De "Human Bomb" à Coulibaly, six assauts marquants du GIGN et du Raid

De "Human Bomb" à Coulibaly, six assauts marquants du GIGN et du Raid
FAITS DIVERS

TERRORISME - L'unité d'élite la plus célèbre de France avec le GIGN fête ses trente ans ce vendredi. L'occasion de se rappeler ses principaux faits d'armes. Retour sur six d'entre eux, de Human Bomb à la prise d'otages de l'Hyper Cacher.

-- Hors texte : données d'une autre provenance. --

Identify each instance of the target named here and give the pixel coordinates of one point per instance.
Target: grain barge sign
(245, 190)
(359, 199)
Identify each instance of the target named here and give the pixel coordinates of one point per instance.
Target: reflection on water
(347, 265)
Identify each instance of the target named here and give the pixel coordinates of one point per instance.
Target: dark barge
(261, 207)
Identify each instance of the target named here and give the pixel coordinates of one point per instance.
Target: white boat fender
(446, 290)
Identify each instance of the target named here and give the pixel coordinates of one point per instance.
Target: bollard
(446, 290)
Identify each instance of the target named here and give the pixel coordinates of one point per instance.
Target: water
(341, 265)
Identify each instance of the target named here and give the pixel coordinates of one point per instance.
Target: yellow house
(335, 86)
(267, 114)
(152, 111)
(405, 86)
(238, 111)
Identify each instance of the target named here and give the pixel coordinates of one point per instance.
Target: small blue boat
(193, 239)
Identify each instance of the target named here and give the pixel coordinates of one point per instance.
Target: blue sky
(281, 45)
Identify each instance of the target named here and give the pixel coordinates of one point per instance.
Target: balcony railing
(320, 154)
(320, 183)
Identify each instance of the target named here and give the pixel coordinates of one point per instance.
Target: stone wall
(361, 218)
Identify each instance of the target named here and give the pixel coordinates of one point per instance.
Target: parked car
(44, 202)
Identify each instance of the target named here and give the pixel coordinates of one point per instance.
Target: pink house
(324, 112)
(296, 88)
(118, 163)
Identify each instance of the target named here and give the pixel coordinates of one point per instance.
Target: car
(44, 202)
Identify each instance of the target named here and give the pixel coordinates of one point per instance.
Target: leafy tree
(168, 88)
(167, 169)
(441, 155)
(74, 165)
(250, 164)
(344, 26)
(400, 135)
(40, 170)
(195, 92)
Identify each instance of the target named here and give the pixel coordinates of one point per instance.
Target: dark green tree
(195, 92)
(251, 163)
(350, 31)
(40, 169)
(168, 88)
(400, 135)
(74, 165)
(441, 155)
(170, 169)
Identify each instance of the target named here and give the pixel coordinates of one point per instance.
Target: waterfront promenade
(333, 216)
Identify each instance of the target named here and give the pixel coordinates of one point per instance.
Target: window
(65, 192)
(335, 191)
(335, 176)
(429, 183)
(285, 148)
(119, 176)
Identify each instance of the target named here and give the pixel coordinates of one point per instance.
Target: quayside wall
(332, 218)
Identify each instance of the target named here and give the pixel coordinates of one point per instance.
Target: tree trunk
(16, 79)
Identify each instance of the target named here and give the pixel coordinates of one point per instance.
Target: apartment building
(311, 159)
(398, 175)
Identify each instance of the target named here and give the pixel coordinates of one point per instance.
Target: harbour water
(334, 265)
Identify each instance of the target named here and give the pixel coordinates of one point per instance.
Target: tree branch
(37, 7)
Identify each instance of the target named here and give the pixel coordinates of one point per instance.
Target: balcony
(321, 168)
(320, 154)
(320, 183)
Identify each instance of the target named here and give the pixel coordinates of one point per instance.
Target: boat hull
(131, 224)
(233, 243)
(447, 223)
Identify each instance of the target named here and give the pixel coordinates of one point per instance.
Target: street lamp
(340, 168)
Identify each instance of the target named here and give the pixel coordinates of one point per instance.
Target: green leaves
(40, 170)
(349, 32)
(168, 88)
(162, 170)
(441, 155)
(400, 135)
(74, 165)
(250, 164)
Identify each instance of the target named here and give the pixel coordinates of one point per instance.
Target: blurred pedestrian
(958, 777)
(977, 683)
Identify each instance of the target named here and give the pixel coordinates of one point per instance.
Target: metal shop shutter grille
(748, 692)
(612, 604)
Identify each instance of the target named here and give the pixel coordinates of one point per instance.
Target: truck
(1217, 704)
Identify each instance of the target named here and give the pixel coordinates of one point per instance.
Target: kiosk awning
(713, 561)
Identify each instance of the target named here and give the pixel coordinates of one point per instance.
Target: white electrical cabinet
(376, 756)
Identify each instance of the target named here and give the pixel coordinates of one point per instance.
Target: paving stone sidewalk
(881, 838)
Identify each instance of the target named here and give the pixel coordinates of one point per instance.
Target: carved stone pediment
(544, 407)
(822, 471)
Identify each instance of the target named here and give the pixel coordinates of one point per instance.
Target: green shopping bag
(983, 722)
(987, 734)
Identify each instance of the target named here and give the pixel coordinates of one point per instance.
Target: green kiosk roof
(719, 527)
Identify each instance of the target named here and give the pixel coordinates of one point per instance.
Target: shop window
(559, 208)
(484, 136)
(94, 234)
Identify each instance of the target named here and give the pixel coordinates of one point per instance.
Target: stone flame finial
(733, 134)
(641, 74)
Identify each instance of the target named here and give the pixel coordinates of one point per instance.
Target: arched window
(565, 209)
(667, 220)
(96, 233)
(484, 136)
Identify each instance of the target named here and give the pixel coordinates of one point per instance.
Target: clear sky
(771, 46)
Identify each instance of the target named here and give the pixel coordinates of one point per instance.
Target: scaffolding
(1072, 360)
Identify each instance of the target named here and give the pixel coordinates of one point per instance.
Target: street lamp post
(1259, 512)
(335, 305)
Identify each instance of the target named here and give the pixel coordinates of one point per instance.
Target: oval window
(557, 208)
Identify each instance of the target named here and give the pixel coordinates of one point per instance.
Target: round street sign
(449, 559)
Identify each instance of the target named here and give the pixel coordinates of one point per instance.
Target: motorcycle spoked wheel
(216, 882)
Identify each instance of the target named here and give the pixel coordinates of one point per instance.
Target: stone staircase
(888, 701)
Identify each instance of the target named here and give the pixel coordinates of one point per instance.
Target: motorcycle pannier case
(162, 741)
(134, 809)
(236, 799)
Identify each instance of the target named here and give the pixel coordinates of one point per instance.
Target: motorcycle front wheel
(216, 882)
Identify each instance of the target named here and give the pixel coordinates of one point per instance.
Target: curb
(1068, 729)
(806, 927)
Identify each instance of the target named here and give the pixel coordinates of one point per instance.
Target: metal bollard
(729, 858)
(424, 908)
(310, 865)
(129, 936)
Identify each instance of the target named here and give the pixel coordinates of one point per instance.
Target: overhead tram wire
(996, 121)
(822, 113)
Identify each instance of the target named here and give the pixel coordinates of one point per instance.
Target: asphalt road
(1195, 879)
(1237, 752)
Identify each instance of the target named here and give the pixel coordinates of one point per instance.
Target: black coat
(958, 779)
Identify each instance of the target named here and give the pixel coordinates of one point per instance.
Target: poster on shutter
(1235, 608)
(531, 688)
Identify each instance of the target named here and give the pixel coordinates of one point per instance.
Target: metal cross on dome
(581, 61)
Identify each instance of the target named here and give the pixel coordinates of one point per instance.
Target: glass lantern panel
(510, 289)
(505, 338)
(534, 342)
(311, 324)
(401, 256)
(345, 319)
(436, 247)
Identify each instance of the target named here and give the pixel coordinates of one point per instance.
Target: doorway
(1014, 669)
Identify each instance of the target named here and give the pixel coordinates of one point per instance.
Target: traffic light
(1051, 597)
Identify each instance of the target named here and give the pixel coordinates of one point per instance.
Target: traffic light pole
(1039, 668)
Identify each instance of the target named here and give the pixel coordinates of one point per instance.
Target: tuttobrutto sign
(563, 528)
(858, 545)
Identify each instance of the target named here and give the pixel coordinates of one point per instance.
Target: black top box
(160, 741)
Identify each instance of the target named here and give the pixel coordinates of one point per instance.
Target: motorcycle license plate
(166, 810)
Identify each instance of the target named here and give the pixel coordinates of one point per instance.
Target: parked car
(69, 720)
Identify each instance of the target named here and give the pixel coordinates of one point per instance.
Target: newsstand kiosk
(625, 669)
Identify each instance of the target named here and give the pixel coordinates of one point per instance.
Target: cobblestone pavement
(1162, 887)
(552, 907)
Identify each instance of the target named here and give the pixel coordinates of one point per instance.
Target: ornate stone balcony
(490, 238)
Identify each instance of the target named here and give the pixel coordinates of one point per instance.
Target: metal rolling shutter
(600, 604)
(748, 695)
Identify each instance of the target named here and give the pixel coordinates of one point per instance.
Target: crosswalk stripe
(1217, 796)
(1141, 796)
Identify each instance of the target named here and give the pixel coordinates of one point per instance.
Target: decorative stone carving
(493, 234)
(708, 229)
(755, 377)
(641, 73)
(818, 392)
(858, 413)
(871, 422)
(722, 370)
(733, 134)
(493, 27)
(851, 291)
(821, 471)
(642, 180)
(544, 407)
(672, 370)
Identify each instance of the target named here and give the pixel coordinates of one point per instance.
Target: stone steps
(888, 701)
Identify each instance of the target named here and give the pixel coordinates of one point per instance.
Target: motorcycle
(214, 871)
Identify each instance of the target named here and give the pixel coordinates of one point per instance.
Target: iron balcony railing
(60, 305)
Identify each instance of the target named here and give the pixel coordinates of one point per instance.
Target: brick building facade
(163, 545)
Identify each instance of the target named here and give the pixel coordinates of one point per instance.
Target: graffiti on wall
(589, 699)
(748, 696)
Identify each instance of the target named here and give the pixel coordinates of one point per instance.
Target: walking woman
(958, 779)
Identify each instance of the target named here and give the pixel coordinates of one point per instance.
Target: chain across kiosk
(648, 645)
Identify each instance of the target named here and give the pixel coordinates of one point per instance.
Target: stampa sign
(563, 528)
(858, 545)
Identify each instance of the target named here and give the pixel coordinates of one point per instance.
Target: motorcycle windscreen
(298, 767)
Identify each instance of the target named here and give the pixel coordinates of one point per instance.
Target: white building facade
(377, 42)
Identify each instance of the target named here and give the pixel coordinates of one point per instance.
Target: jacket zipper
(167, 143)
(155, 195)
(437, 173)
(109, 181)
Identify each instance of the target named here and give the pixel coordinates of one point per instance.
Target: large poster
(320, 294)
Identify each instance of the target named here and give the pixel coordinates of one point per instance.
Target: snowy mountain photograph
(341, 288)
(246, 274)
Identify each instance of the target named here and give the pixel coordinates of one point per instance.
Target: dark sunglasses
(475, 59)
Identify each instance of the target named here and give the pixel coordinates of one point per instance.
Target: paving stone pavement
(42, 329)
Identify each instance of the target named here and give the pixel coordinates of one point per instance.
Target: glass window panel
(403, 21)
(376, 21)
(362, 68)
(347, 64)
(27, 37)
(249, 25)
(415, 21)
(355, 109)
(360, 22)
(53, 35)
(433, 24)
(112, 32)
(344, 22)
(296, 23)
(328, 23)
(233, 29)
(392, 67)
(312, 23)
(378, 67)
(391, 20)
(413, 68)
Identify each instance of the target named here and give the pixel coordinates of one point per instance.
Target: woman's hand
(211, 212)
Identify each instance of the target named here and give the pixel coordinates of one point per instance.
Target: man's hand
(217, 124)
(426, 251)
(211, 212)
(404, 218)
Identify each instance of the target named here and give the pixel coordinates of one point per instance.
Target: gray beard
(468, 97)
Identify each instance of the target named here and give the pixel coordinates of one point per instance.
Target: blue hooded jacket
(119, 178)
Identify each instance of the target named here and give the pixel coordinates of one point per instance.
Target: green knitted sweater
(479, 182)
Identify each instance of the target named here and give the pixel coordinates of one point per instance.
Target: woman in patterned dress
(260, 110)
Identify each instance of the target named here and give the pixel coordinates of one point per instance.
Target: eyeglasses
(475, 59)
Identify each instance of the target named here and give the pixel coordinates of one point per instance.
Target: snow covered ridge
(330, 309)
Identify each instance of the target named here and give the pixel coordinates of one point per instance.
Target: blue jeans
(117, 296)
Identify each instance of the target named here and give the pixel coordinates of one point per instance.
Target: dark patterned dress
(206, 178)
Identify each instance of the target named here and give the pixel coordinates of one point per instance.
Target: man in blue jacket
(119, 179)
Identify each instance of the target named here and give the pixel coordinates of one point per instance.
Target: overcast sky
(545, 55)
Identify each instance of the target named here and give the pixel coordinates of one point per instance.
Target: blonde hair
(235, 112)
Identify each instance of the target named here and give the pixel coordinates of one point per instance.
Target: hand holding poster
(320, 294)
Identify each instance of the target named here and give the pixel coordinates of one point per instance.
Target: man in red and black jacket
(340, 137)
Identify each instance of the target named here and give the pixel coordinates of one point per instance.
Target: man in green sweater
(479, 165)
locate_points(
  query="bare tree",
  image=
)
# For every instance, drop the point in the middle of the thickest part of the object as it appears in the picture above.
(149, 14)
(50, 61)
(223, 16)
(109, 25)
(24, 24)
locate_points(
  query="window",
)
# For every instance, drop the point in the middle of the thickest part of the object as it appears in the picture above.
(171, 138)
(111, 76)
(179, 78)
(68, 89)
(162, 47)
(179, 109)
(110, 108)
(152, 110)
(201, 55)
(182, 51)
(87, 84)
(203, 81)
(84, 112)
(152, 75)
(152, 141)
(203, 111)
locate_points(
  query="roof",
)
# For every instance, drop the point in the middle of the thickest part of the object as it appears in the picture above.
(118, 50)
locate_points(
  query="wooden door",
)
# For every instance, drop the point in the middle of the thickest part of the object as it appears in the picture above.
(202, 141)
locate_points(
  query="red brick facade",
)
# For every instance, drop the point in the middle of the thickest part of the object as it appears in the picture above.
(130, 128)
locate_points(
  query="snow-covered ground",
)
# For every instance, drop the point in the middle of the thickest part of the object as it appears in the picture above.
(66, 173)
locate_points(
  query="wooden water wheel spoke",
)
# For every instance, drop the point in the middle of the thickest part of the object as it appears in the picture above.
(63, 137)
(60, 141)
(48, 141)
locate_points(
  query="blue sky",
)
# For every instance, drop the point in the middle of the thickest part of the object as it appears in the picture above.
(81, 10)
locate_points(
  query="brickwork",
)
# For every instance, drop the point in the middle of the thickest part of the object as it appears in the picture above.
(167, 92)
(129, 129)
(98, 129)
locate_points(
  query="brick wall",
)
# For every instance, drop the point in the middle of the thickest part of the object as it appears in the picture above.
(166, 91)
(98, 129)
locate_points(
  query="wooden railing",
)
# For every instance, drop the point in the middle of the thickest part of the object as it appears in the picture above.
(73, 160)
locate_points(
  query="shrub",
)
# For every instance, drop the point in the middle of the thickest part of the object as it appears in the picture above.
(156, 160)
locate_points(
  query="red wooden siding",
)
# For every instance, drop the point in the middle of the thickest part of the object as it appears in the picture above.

Ce vendredi 23 octobre 2015 marque les trente ans de l'unité Recherche, assistance, intervention, dissuasion. Créée en 1985 par Robert Broussard, "super-flic" à l'origine de la mort de Mesrine, avec l'approbation du ministre de l'Intérieur de l'époque Pierre Joxe, elle s'est spécialisée dans la gestion des opérations à haut risque. Prise d'otages, forcenés retranchés, lutte antiterroriste ou encore traque du grand banditisme... L'unité d'élite a souvent été sous le feu des projecteurs.

1993 - "Human Bomb"
Le 13 mai 1993, peu avant 9h30, un homme casqué pénètre dans une école maternelle de Neuilly-sur-Seine (Hauts-de-Seine). Armé d'un pistolet et d’explosifs, il réclame une rançon de 100 millions de francs (environ 15 millions d'euros). Vingt-et-un enfants et leur institutrice sont menacés. Après d'intenses négociations, auxquelles participe activement le maire de Neuilly de l'époque, Nicolas Sarkozy, la plupart des enfants sont libérés. Le Raid intervient finalement le 15 mai 1993, peu avant 7h30, après s'être assuré, avec la complicité de l'institutrice, que "HB", épuisé, est endormi. Après 46 heures sous haute tension, les derniers enfants retenus et l’enseignante sont libérés, tandis que le preneur d'otage est abattu d'une balle dans la tête.

EN SAVOIR +
>>
Human Bomb : "Nous avons vécu 46 heures d'angoisse"
>> GIGN - Roland Montins : Portrait d'un tireur d'éthique

1994 – Aéroport de Marseille-Marignane
C'est l'un des faits d'armes les plus marquants de l'unité d'élite de la gendarmerie. Le 26 décembre en fin d'après-midi, un commando du GIGN lance l'assaut contre quatre terroristes algériens sur le tarmac de l'aéroport de Marignane, à Marseille. Le 24 décembre, ces membres du Groupe islamique armé (GIA), ont pris en otage le vol 8969 avant son décollage de l'aéroport d'Alger à destination de Paris. Vingt gendarmes se répartissent sur des passerelles face aux portes de l'appareil qu'ils font exploser pour pénétrer à bord. L’intervention dure quelques minutes dans des conditions de dangerosité extrême à l'intérieur d'un espace confiné où sont regroupés environ 200 passagers. En quelques minutes, les quatre terroristes sont abattus grâce notamment à l'habilité du sous-officier Thierry Prungnaud. A lui seul, il élimine dès son entrée dans l'appareil un terroriste et en blesse un autre, avant d'être grièvement blessé. En tout, neuf policiers d'élite sont blessés au cours de cet assaut spectaculaire. Les passagers sont saufs. Auparavant, trois d'entre eux avaient été tués à Alger par les terroristes.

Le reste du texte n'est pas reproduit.